Perfect love drives out fear; and fear flourishes where we shut out perfect love. By whom am I afraid to be embraced? Where do I need to welcome Love? Where do I need to welcome Jesus, in the face of the person excluded for being gay/Muslim/alcoholic/racist/Reformed/autistic/[insert] – someone who bears the imago dei and who, with me, may be transformed into the imago Christi as we gaze together on his face, not least in each other’s eyes?
For me, personally, one of the hardest choices is to choose to welcome those who create a theological hierarchy of men over women. On this, I profoundly disagree with them, and am deeply saddened by their behaviour, by the impact of their behaviour not only on women but also on men who look to such leaders for their lead. I know where I stand – and it is important to know where we stand, while knowing that we have not arrived. But I also need to know that welcome is not the same as condoning their actions, any more than God welcoming any sinner condones any sin. If I will not love what is not lovely, I can have no part in Jesus. Sometimes, that is a very hard thing to do.

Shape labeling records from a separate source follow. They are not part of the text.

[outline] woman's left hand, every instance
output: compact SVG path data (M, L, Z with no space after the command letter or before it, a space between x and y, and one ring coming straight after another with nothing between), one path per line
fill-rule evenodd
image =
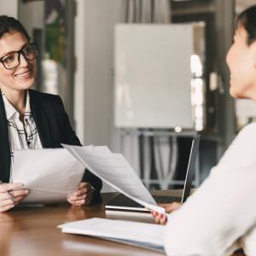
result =
M89 183L81 183L79 189L68 195L67 201L73 206L90 205L93 195L93 189Z

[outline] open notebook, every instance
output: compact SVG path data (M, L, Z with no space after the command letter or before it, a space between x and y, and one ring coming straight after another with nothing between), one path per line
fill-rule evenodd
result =
M58 226L63 233L85 235L164 252L165 226L93 218Z

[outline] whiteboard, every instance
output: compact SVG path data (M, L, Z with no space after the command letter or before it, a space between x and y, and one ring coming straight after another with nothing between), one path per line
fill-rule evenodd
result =
M193 25L118 24L114 41L115 126L194 128Z

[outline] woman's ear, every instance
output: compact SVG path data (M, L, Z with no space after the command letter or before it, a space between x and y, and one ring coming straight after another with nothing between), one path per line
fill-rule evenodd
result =
M251 44L250 49L253 56L253 66L256 67L256 41Z

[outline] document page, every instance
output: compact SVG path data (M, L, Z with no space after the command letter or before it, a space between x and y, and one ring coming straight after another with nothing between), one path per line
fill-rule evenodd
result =
M92 173L110 186L143 207L164 213L157 206L135 171L120 154L113 154L106 146L79 147L63 145Z
M21 182L29 189L22 203L49 203L66 201L84 172L84 165L65 148L19 150L10 182Z
M59 226L64 233L92 236L116 241L164 249L165 226L134 221L93 218Z

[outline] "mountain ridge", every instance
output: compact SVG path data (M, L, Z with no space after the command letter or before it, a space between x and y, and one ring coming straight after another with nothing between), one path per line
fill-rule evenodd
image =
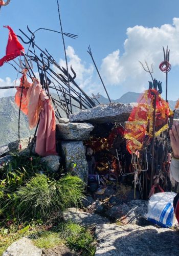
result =
M119 99L111 100L111 102L136 102L141 95L139 93L128 92ZM57 95L53 95L53 96L55 97ZM108 99L102 95L97 99L101 104L109 103ZM171 109L173 110L176 101L169 100L169 103ZM74 113L78 112L78 110L77 108L73 108ZM65 117L65 113L61 109L59 110L61 116ZM0 98L0 146L3 146L11 141L18 140L18 111L19 109L14 102L14 96ZM30 137L34 133L33 130L29 130L28 118L22 112L20 113L20 138Z

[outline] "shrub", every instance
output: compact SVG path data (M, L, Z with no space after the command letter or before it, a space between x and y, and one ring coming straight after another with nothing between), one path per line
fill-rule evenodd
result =
M93 256L95 246L94 239L90 230L72 222L62 222L57 227L62 238L71 249L80 252L80 255Z
M3 210L10 208L19 220L47 220L53 212L77 207L84 198L84 183L77 177L64 176L58 181L36 175L4 200Z
M40 237L34 240L34 243L37 247L49 249L63 244L63 241L58 233L45 232Z
M47 170L44 164L40 162L40 157L21 156L11 154L12 159L0 167L0 198L6 196L6 191L15 191L26 180Z

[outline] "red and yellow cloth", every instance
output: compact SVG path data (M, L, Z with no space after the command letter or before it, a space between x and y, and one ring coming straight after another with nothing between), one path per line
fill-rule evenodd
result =
M168 128L168 117L172 114L168 103L161 97L156 90L145 91L139 103L131 112L126 124L124 138L127 139L127 149L130 153L142 148L145 136L149 139L153 132L153 101L156 95L156 136Z

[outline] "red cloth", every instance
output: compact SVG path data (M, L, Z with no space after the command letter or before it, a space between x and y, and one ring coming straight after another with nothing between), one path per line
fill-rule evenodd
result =
M25 52L24 48L20 44L16 35L9 26L4 26L9 30L8 44L6 47L6 55L0 59L0 67L6 62L15 59L18 56L23 55L21 51Z

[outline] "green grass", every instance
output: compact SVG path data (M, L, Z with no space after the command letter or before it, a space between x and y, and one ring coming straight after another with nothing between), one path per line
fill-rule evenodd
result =
M63 244L64 241L58 233L45 232L40 237L34 240L34 244L37 247L49 249Z
M36 225L35 225L36 224ZM95 239L90 230L72 222L61 222L48 230L48 226L37 223L18 226L12 224L0 229L0 256L15 241L28 236L40 248L49 249L65 245L83 256L94 256Z
M58 229L70 249L84 256L95 255L94 238L89 230L71 222L60 223Z
M58 181L37 174L8 198L2 200L4 212L15 214L19 221L47 220L54 211L80 205L84 198L84 183L78 177L66 175Z

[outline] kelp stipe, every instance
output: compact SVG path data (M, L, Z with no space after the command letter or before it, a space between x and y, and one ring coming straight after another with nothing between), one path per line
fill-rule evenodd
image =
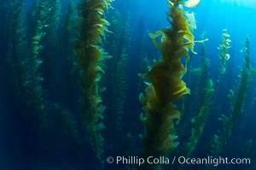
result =
M221 43L219 47L218 47L218 49L220 51L220 54L218 54L218 58L221 60L221 63L218 68L218 83L220 83L222 81L222 78L224 76L224 74L226 71L227 67L227 61L230 58L230 54L229 54L229 48L230 48L230 35L228 33L227 29L223 30L222 37L221 37Z
M187 68L183 65L181 57L187 56L188 62L189 51L194 52L193 21L189 20L188 13L179 7L183 2L167 2L170 10L166 19L172 28L162 29L154 35L149 34L154 45L161 51L162 59L154 63L148 72L141 75L146 81L150 81L147 82L146 96L139 96L146 112L141 116L145 127L143 137L144 157L167 156L177 146L175 124L180 119L180 112L172 102L189 94L182 80ZM161 42L159 42L155 38L161 35ZM160 169L160 167L145 164L140 168Z
M75 50L80 68L80 86L82 90L82 119L90 134L91 144L96 156L101 160L103 151L104 128L101 119L105 106L102 105L99 82L104 71L102 60L108 55L101 47L108 22L104 19L105 11L110 8L113 0L83 0L79 6L78 39Z
M253 81L254 68L252 67L250 58L249 37L247 35L244 41L244 48L241 50L244 55L244 65L241 67L236 84L230 92L231 110L229 116L222 115L219 120L223 122L223 130L214 135L212 141L212 155L218 156L223 151L224 147L231 135L233 127L237 118L243 111L247 90Z
M192 131L189 141L185 144L183 148L183 152L182 155L186 157L189 157L192 151L195 150L198 140L202 135L210 106L212 104L212 95L213 93L213 82L209 77L209 66L210 61L207 58L202 60L201 71L201 99L199 101L199 110L198 114L191 119Z

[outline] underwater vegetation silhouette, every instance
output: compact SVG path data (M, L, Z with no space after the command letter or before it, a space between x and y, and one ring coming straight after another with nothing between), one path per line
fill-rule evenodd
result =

But whoever thought that the great vision of reconciling all things – the state of glory, which Jesus chooses to share with us – was a small matter?
In a Church that seems intent on devouring one another in front of a world that looks on with bewilderment and curses Christ’s name, the wisdom, grace, and courage I have witnessed these past days strengthens my hope for what we do not yet see, and invites and challenges me to go and do likewise. For this, I am deeply thankful.

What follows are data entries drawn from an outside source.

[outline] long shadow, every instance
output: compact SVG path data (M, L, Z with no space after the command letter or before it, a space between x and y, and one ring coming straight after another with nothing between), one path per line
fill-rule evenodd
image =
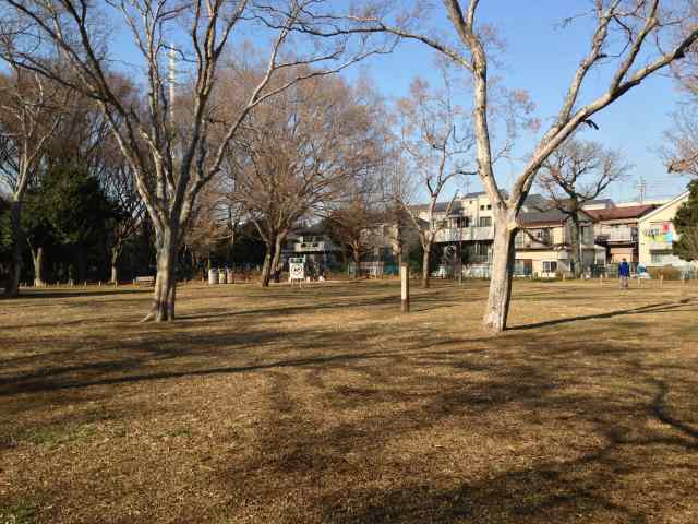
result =
M543 322L537 322L534 324L515 325L513 327L507 327L507 331L534 330L538 327L546 327L550 325L558 325L558 324L568 324L568 323L579 322L583 320L612 319L614 317L621 317L626 314L648 314L648 313L665 313L670 311L686 311L679 308L689 303L691 303L691 301L688 298L679 300L678 302L672 301L672 302L649 303L647 306L640 306L639 308L621 309L616 311L609 311L605 313L583 314L579 317L568 317L565 319L546 320Z
M2 396L12 396L20 393L35 393L35 392L47 392L47 391L59 391L59 390L70 390L70 389L84 389L91 388L95 385L112 385L112 384L123 384L131 382L142 382L142 381L151 381L151 380L165 380L165 379L179 379L182 377L207 377L213 374L230 374L230 373L244 373L251 371L261 371L266 369L275 369L275 368L293 368L293 367L313 367L313 366L323 366L332 362L348 362L353 360L371 360L371 359L382 359L388 358L389 355L384 353L347 353L334 355L332 357L315 357L315 358L298 358L290 360L276 360L267 364L257 364L251 366L226 366L219 368L208 368L208 369L200 369L200 370L185 370L185 371L165 371L165 372L155 372L147 374L129 374L125 377L115 377L115 378L106 378L99 380L74 380L74 381L65 381L61 383L47 383L47 382L24 382L26 378L20 378L20 380L13 380L12 382L21 382L16 388L8 388L5 390L0 390L0 397ZM100 364L97 366L91 366L98 370L113 370L113 369L128 369L132 367L134 361L125 361L125 362L107 362ZM71 370L68 370L71 371Z
M34 290L28 293L25 291L14 298L7 298L0 295L0 300L14 302L17 300L25 300L25 299L34 300L34 299L40 299L40 298L105 297L105 296L113 296L113 295L143 295L143 294L152 295L153 289L152 288L109 289L107 288L107 286L105 286L104 290L99 290L99 291L89 290L89 289L85 289L85 290L74 289L70 291L68 290L67 291L62 291L62 290L49 291L49 290L40 289L40 290Z

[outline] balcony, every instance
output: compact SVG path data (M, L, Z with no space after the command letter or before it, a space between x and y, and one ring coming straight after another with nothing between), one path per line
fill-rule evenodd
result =
M533 240L531 238L522 238L516 239L514 243L516 249L553 249L553 245L551 243L549 238L541 238L540 240Z
M597 243L631 243L637 242L637 227L616 227L602 229L597 235Z
M449 227L436 234L436 242L474 242L481 240L494 240L494 227Z
M312 253L316 251L335 251L336 246L332 242L298 242L293 245L297 253Z

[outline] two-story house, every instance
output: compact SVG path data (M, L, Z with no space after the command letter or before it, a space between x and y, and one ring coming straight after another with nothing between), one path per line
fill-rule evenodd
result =
M294 230L286 239L284 264L289 258L305 257L310 263L332 266L341 258L341 247L332 238L329 229L322 222Z
M605 250L606 263L617 264L626 259L639 262L638 221L654 210L654 204L585 209L594 222L595 243Z
M591 217L580 212L579 260L582 269L597 262ZM553 277L558 272L570 272L574 224L569 216L556 209L524 211L524 226L516 235L516 275Z
M688 200L688 191L685 191L638 219L640 265L646 267L691 265L672 252L673 243L678 239L672 221L678 207Z
M426 205L413 206L419 217L426 221ZM447 214L448 203L436 204L433 221L437 229L434 243L460 246L467 266L488 265L492 258L494 224L492 204L484 191L466 193L457 199Z

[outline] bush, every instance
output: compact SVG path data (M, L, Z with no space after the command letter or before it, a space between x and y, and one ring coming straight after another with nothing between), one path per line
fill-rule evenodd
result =
M648 267L647 272L652 278L659 279L661 275L664 275L665 281L681 281L681 270L673 265L665 265L664 267Z

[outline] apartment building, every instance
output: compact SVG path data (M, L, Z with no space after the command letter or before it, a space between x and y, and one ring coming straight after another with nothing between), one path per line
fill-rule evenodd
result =
M423 221L429 221L429 207L412 207ZM461 245L468 265L489 264L494 241L492 203L484 191L467 193L457 199L448 211L448 203L436 204L433 221L437 233L434 243Z
M594 222L594 241L604 249L606 263L617 264L623 259L630 264L639 262L638 222L657 207L657 204L585 206L585 212Z
M554 277L561 272L575 271L573 266L573 223L559 210L527 211L521 213L524 228L515 239L515 274ZM582 270L594 265L598 250L593 242L591 217L580 212L579 260Z
M638 261L641 265L646 267L691 265L690 262L679 259L672 252L673 243L678 239L672 221L678 207L687 200L688 191L685 191L638 219Z
M342 259L341 247L335 243L328 227L317 223L290 234L282 250L286 264L289 258L304 257L306 261L332 266Z

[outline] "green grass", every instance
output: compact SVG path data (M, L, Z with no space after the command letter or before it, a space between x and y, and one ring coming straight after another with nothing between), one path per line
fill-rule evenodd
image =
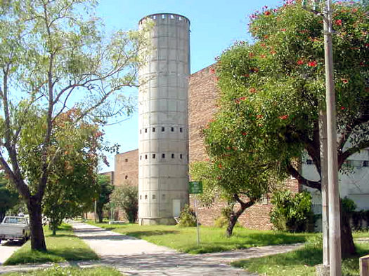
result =
M342 261L342 275L358 275L358 257L369 254L369 243L356 244L357 256ZM233 262L233 265L268 276L315 275L315 265L323 263L321 244L307 243L292 252Z
M36 270L28 272L12 272L4 274L6 276L121 276L120 272L106 266L93 268L60 268L55 265L50 268Z
M233 230L233 235L228 238L225 236L226 230L224 228L201 226L200 245L198 247L195 227L89 223L112 231L145 240L157 245L190 254L219 252L251 247L304 242L308 237L316 235L249 230L236 227Z
M83 241L73 235L72 226L63 224L53 236L48 228L44 228L47 251L31 250L30 240L15 251L5 265L27 263L65 262L77 260L96 260L98 256Z

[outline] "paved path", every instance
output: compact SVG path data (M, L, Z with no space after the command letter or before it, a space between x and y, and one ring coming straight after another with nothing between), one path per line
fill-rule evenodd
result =
M190 255L160 247L143 240L108 231L79 222L70 222L75 235L101 258L98 261L61 263L82 268L109 265L127 275L256 275L229 265L229 263L293 250L301 244L252 247L226 252ZM52 264L0 267L0 274L44 268Z
M23 244L20 242L3 240L0 242L0 265L5 262L11 254Z

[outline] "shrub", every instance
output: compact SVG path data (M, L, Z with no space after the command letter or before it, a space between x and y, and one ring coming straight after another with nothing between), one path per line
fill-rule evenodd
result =
M131 223L134 223L138 212L138 188L126 183L115 187L110 201L122 209Z
M290 232L303 232L313 223L311 195L307 191L294 195L290 191L274 193L271 199L274 205L271 212L271 222L275 228Z
M196 214L187 204L181 211L179 226L180 227L196 226Z

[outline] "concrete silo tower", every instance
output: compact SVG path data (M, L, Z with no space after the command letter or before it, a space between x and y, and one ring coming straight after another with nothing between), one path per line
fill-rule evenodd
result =
M171 224L188 203L190 21L158 13L140 20L150 54L139 71L138 223Z

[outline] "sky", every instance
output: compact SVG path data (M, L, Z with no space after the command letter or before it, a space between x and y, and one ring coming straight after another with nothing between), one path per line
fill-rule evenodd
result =
M214 58L236 41L252 42L248 34L249 15L264 6L274 8L283 0L101 0L96 15L105 23L105 32L136 29L143 17L160 13L178 13L190 22L190 72L195 73L214 62ZM138 91L134 93L137 94ZM138 145L137 111L125 121L104 127L110 144L120 145L119 153L136 149ZM114 155L108 156L114 170Z

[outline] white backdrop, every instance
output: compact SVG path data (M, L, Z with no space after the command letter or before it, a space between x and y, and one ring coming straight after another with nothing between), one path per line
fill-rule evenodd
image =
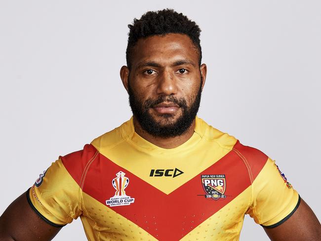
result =
M321 2L0 1L0 213L58 158L131 112L127 25L173 8L202 31L199 116L276 159L320 218ZM55 241L85 240L80 219ZM241 241L269 240L246 216Z

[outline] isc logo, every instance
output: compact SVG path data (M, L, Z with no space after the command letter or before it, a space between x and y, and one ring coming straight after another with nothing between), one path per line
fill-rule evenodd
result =
M173 169L167 169L167 170L164 169L152 169L151 170L149 176L162 177L165 176L165 177L176 177L183 173L184 173L183 172L176 168L175 168L175 170Z

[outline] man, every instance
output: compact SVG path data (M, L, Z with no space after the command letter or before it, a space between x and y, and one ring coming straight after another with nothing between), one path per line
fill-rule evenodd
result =
M129 27L133 117L40 174L0 218L1 240L50 240L78 217L90 241L238 240L246 213L272 240L320 240L274 161L196 117L206 66L195 23L165 9Z

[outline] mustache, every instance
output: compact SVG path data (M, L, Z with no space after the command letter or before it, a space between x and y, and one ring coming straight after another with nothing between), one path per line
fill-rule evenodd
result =
M180 107L183 108L187 108L187 104L185 99L183 98L178 99L172 95L160 95L155 99L149 98L146 100L144 105L146 108L149 108L150 107L154 107L156 105L163 102L171 102Z

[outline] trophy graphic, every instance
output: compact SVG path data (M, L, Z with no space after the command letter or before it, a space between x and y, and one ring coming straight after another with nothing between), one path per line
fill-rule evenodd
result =
M110 206L130 205L135 201L135 199L126 195L125 189L129 183L129 178L125 176L125 173L121 171L116 173L116 177L112 181L113 187L116 191L115 196L106 201L106 204Z

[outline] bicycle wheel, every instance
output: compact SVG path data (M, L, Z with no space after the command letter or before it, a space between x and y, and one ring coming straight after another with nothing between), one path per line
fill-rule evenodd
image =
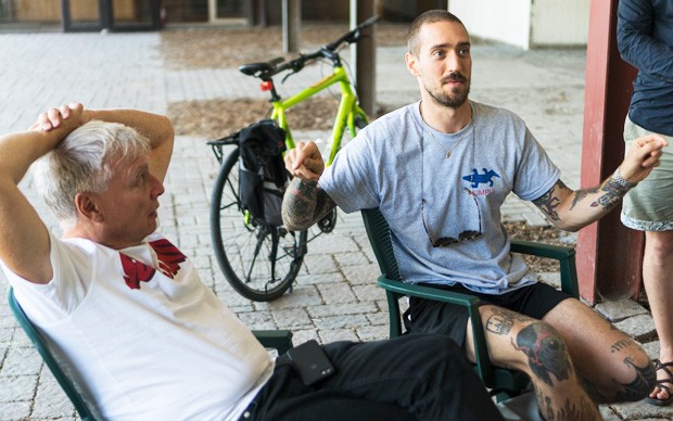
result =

Fantastic post Andrew, thanks. Your 2nd to last paragraph is something I have been thinking about lately. In the quest and desire to love all, often the people that are hardest to love are those who are supposedly "on our side," but work against us in one way or another. The question in my head has been, "What am I to do w/ those who share in the calling to be an ambassador of reconciliation, but who, in my view, have corrupted that ambassadorship by misrepresenting the one who sent them and the message they have been sent to proclaim?" Sadly, there is something operative in American Christianity that seems to mitigate against fruitful ways to engage this. Some thoughts here?
ReplyDeleteGreat question, JR - and of course there are no easy answers. But I wonder if the way forward is the recognition I write about in a subsequent post 'Exile | Empire' that we live with the paradox that our expressions of church are both part of the one true Church and at the same time a false religion of empire (this as true in US where there is a formal separation of church and state as it is where they are formally connected).
ReplyDeleteThe key thing is to have the humility not to pretend that "I" represent God faithfully and "they" represent the empire.
I guess I see the wider church and the wider culture as both being contexts that are ever-changing - while at a deeper level, always staying the same. While at times it gives me massive frustration, at times I have the grace to let it wash by...That is not to say that I ought not make a stand on anything, but simply that I cannot make anyone else share my stand-point.
As I say, I don't think that resolves anything, but then I don't think this is ours to resolve.